Les fondateurs des trois plus grosses machines de poker en ligne dans le monde, Full Tilt Poker, PokerStars et Absolute Poker encourent près de 20 ans de prison si leurs futurs juges arrêtent leur décision sur une condamnation pour violation de la loi interdisant les jeux en ligne aux Etats-Unis et de la loi portant sur le blanchiment.
Les enquêteurs américains ont conclu que ces sites de poker ont construit et exploité un système complexe et criminel visant à générer des milliards de dollars en dehors de tout cadre légal. Le département américain de justice a pris le contrôle des comptes en banque de ces sociétés ainsi que de leur site web respectif. Désormais c’est une page d’accueil portant les couleurs du FBI que vous verrez sur les sites de ces opérateurs.
Les Etats-Unis ont interdit, en 2006, le jeu en ligne. Mais de nombreux Américains ont continué à jouer sur le net via des sites qui opéraient donc de manière illégale.
Selon les spécialistes, les principaux bénéficiaires de cette nouvelle donne aux Etats-Unis, seront les sites, britanniques notamment, qui n’exercent pas sur le marché US. Ils seront les premiers à se voir offrir une licence d’exploitation une fois que le jeu sera légalisé au pays de l’Oncle Sam.

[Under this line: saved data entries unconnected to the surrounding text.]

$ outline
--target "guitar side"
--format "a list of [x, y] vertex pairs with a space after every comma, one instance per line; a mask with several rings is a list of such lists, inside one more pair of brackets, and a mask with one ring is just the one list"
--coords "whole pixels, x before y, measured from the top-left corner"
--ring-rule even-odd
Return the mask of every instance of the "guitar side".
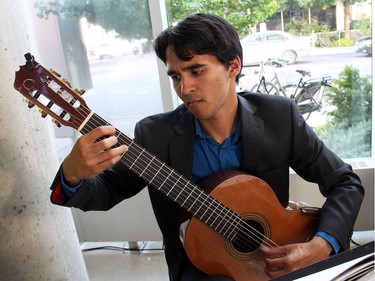
[[[209, 274], [236, 281], [269, 280], [259, 252], [261, 245], [277, 247], [307, 242], [315, 235], [319, 221], [316, 216], [286, 210], [259, 178], [246, 174], [229, 177], [210, 194], [253, 225], [253, 235], [257, 238], [231, 242], [192, 218], [185, 232], [185, 249], [193, 264]], [[242, 243], [250, 246], [243, 250]]]

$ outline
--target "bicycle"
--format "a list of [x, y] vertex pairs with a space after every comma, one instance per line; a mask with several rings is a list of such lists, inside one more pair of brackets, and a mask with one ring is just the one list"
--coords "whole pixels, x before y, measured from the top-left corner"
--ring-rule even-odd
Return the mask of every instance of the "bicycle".
[[[255, 84], [250, 91], [270, 95], [279, 95], [281, 91], [284, 95], [286, 95], [284, 86], [282, 85], [275, 69], [286, 67], [287, 64], [287, 61], [281, 59], [268, 59], [267, 61], [262, 62], [260, 64], [260, 71], [255, 71], [255, 74], [259, 74], [259, 82]], [[269, 67], [272, 67], [273, 75], [272, 78], [267, 81], [265, 75], [268, 72]]]
[[[324, 107], [324, 95], [327, 88], [333, 88], [330, 76], [313, 78], [303, 81], [301, 77], [296, 88], [295, 102], [298, 110], [305, 120], [309, 119], [311, 113], [320, 112]], [[300, 89], [298, 91], [298, 89]]]
[[265, 67], [274, 66], [275, 68], [282, 68], [287, 65], [281, 60], [270, 59], [261, 65], [260, 79], [252, 88], [252, 92], [259, 92], [263, 94], [280, 95], [294, 100], [297, 104], [298, 110], [305, 120], [308, 120], [313, 112], [320, 111], [324, 106], [324, 93], [326, 88], [333, 87], [330, 83], [331, 77], [324, 76], [319, 78], [311, 78], [306, 80], [311, 73], [305, 70], [294, 70], [299, 73], [300, 78], [297, 83], [288, 81], [282, 83], [277, 72], [274, 70], [273, 77], [270, 81], [266, 81]]

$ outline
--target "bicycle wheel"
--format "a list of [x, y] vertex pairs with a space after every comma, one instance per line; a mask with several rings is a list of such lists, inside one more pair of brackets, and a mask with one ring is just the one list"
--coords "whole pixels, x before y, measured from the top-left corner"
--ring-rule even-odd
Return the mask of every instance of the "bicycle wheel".
[[312, 82], [304, 86], [297, 94], [295, 101], [305, 120], [308, 120], [313, 112], [319, 112], [323, 108], [326, 87], [331, 87], [331, 85], [322, 81]]
[[292, 83], [292, 84], [286, 84], [286, 85], [281, 86], [281, 88], [279, 89], [279, 92], [281, 92], [284, 96], [295, 100], [295, 94], [297, 90], [298, 90], [298, 85], [295, 83]]
[[258, 92], [261, 94], [279, 95], [279, 90], [276, 85], [271, 82], [257, 83], [251, 88], [252, 92]]

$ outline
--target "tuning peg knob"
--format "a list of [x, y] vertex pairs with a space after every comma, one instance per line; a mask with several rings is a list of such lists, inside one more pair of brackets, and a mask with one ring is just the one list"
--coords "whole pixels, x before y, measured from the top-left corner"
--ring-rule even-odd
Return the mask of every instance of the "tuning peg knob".
[[81, 90], [75, 89], [74, 92], [77, 93], [78, 95], [82, 96], [86, 91], [83, 90], [83, 89], [81, 89]]
[[62, 79], [62, 82], [67, 85], [68, 87], [72, 87], [72, 85], [70, 84], [70, 81], [66, 78]]
[[46, 116], [48, 115], [47, 112], [45, 112], [45, 111], [42, 110], [42, 109], [39, 109], [39, 112], [42, 114], [42, 117], [43, 117], [43, 118], [46, 118]]
[[61, 127], [61, 124], [59, 121], [57, 121], [55, 118], [52, 118], [52, 123], [56, 124], [57, 127]]
[[53, 70], [53, 69], [50, 69], [49, 70], [53, 75], [57, 76], [57, 77], [61, 77], [61, 74], [58, 73], [56, 70]]
[[33, 102], [29, 101], [28, 99], [25, 99], [25, 102], [27, 103], [28, 108], [33, 108], [35, 106], [35, 104]]

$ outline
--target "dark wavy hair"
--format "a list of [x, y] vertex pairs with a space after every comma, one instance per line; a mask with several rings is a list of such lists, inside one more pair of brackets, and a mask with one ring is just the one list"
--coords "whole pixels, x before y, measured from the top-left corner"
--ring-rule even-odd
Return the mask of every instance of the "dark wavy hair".
[[237, 56], [242, 65], [242, 47], [237, 31], [216, 15], [193, 14], [160, 33], [155, 39], [154, 49], [164, 63], [169, 46], [183, 61], [190, 60], [193, 55], [210, 54], [227, 68]]

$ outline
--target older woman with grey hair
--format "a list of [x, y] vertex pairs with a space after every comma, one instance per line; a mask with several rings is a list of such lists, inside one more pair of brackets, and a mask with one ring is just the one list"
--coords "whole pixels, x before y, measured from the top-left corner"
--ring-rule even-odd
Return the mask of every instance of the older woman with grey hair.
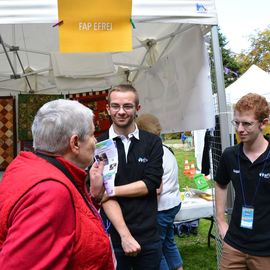
[[0, 184], [0, 269], [114, 269], [97, 211], [104, 164], [90, 170], [92, 111], [77, 101], [43, 105], [33, 125], [35, 152], [21, 152]]

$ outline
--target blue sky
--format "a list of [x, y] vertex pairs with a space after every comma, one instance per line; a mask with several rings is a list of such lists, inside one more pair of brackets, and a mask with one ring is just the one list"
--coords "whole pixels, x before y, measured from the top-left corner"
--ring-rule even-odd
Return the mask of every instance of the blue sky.
[[270, 26], [270, 0], [215, 0], [218, 24], [228, 48], [239, 53], [247, 50], [248, 37]]

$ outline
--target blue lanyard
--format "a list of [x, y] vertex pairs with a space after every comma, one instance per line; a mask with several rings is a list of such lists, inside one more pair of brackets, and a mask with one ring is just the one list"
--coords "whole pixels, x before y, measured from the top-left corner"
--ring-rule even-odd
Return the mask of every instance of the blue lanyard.
[[109, 221], [109, 219], [106, 217], [105, 219], [104, 219], [104, 226], [105, 226], [105, 231], [106, 231], [106, 233], [107, 234], [109, 234], [109, 229], [110, 229], [110, 226], [111, 226], [111, 222]]
[[[260, 183], [261, 183], [261, 177], [262, 177], [262, 174], [264, 173], [264, 169], [265, 169], [265, 166], [266, 166], [266, 162], [267, 162], [267, 160], [269, 158], [269, 155], [270, 155], [270, 150], [268, 151], [267, 156], [266, 156], [266, 158], [264, 160], [263, 168], [262, 168], [262, 170], [261, 170], [261, 172], [259, 174], [259, 182], [256, 185], [255, 193], [254, 193], [253, 199], [251, 200], [251, 205], [250, 206], [253, 206], [253, 204], [254, 204], [254, 201], [255, 201], [255, 198], [256, 198]], [[240, 146], [239, 146], [239, 149], [238, 149], [237, 158], [238, 158], [238, 167], [239, 167], [240, 183], [241, 183], [241, 190], [242, 190], [242, 195], [243, 195], [244, 206], [247, 206], [245, 192], [244, 192], [245, 191], [244, 190], [244, 181], [243, 181], [243, 178], [242, 178], [241, 167], [240, 167]]]

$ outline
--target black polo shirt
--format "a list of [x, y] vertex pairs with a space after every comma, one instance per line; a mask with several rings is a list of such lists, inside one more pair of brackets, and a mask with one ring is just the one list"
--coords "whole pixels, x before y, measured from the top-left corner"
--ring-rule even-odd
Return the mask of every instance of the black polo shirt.
[[[109, 133], [106, 132], [98, 138], [98, 141], [108, 139], [108, 136]], [[163, 175], [161, 139], [154, 134], [139, 130], [139, 140], [135, 137], [131, 140], [127, 161], [124, 158], [124, 149], [119, 149], [118, 143], [116, 146], [119, 164], [115, 185], [142, 180], [148, 189], [146, 196], [117, 197], [126, 225], [140, 245], [159, 241], [156, 189], [159, 188]], [[121, 246], [121, 239], [112, 224], [109, 233], [113, 245]]]
[[[235, 189], [231, 222], [224, 241], [244, 253], [256, 256], [270, 256], [269, 151], [268, 145], [267, 150], [252, 163], [243, 153], [243, 144], [229, 147], [221, 156], [215, 176], [215, 181], [221, 185], [232, 181]], [[240, 227], [242, 206], [245, 206], [240, 174], [246, 205], [254, 208], [252, 229]]]

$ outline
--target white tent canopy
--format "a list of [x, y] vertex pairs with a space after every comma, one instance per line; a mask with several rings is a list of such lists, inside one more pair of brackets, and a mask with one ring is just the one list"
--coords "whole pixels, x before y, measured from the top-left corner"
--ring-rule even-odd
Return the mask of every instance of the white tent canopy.
[[[225, 92], [228, 123], [230, 123], [233, 119], [233, 106], [242, 96], [248, 93], [257, 93], [270, 102], [270, 75], [256, 65], [252, 65], [239, 79], [229, 85]], [[231, 143], [233, 143], [235, 129], [230, 124], [229, 133], [231, 134]]]
[[213, 127], [204, 35], [217, 24], [214, 0], [133, 0], [132, 19], [132, 52], [63, 55], [52, 27], [56, 0], [0, 1], [0, 95], [132, 83], [142, 110], [159, 117], [163, 132]]
[[[105, 2], [104, 2], [105, 3]], [[136, 21], [177, 22], [214, 25], [213, 0], [133, 0]], [[0, 24], [56, 23], [57, 0], [1, 0]]]
[[239, 79], [226, 89], [227, 103], [235, 104], [242, 96], [248, 93], [257, 93], [270, 101], [270, 75], [252, 65]]

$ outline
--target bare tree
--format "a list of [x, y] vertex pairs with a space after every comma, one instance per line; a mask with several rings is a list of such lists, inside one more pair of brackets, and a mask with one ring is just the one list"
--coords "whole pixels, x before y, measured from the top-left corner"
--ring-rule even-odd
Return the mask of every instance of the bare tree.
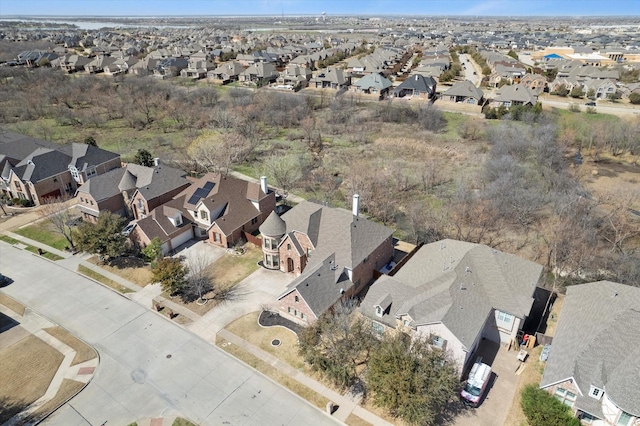
[[68, 195], [45, 198], [42, 206], [38, 210], [40, 217], [45, 218], [53, 224], [57, 232], [62, 234], [69, 243], [71, 249], [75, 249], [73, 241], [72, 224], [76, 216], [71, 213], [71, 200], [73, 198]]
[[286, 194], [302, 179], [307, 159], [301, 155], [272, 155], [263, 162], [265, 174]]
[[186, 277], [186, 285], [183, 289], [187, 300], [195, 299], [198, 304], [204, 305], [208, 299], [204, 296], [213, 290], [213, 279], [207, 273], [207, 268], [213, 262], [206, 252], [199, 251], [187, 257], [185, 263], [189, 269]]

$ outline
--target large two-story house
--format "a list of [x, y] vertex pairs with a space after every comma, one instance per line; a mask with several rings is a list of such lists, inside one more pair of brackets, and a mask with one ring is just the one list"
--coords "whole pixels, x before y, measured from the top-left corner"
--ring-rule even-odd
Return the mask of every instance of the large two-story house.
[[96, 176], [76, 191], [82, 218], [95, 222], [103, 211], [142, 219], [189, 186], [186, 173], [165, 165], [127, 164]]
[[275, 206], [276, 195], [266, 177], [255, 183], [208, 173], [138, 220], [131, 238], [144, 247], [158, 237], [165, 252], [191, 238], [233, 247], [255, 232]]
[[55, 145], [10, 132], [0, 135], [2, 192], [40, 205], [72, 195], [90, 178], [121, 166], [120, 155], [72, 143]]
[[360, 312], [374, 332], [405, 332], [449, 350], [462, 373], [482, 339], [517, 339], [542, 269], [488, 246], [442, 240], [422, 246], [393, 276], [381, 276]]
[[353, 297], [393, 259], [393, 231], [352, 211], [305, 201], [260, 227], [263, 264], [296, 276], [278, 297], [285, 317], [309, 324]]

Depuis ce « Vendredi noir », tel que l’ont nommé bon nombre d’acteurs du jeu en ligne et qui a vu la fermeture des trois sites de poker Full Tilt Poker, PokerStars et Absolute Poker, les sites de poker européens ont vu le retour des « whales », des gros joueurs, sur leur lobby. En effet, maintenant que les joueurs de poker US sont interdits de séjour sur ces salles, plus aucun intérêt pour les highrollers européens de jouer sur ces salles.
Il serait donc naturel de voir les joueurs européens tenter de récupérer leur bankroll sur les sites attaqués par Washington. C’est pourquoi, les rooms britanniques attendent des légions de joueurs.
Le département de justice US accuse ces trois opérateurs de poker, ainsi que 11 autres suspects, d’être liés directement à une entreprise criminelle visant à contourner les mesures répressives mise en place suite au vote de loi de 2006 interdisant le jeu aux Etats-Unis.
Les fondateurs de ces sites, ainsi que leurs employés aux responsabilités importantes, risquent la prison et des millions de dollars d’amendes mais surtout les futures licences de jeu américaines sont devenues un doux rêve qui ne se réalisera surement jamais.